Impact of cudaMalloc() on CPU LLC

  • you seem to have posted the same code snippet twice
  • I’m not intimately familiar with MSR monitoring of caches, but if the LLC misses fall to zero does that mean it is hitting in LLC?
  • cudaMalloc is an opaque library call whose detailed behavior is not documented anywhere that I know of. I would assume that any library call, in any library, could cause the LLC contents to be modified, depending on what it is doing. If for some reason cudaMalloc needs to load a lot of data, it might happen. I imagine there could be other reasons.
  • I’m not suggesting that I know that cudaMalloc does this, just that it seems “theoretically possible”.

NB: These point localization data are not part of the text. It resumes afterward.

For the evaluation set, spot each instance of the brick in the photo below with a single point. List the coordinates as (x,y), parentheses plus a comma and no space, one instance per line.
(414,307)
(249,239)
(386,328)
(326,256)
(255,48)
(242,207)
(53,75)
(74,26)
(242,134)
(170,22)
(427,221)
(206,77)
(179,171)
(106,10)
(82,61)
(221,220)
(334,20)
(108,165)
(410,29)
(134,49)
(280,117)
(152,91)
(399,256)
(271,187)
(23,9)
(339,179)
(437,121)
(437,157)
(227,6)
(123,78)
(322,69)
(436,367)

  • General advice for use of cudaMalloc is to get it out of performance sensitive areas of code. For example, if you have a work processing loop in your code, it’s not advisable to perform a cudaMalloc at each iteration, Instead, seek to do your cudaMalloc operations prior to entering the loop, perhaps by allocating everything that is needed up front, and/or reusing allocations.
  • If cudaMalloc is doing this, and you don’t like that behavior, you’re welcome to file a bug requesting a change in behavior. Be advised that you’re likely to be asked for a complete code that demonstrates the issue, displaying measurements, etc.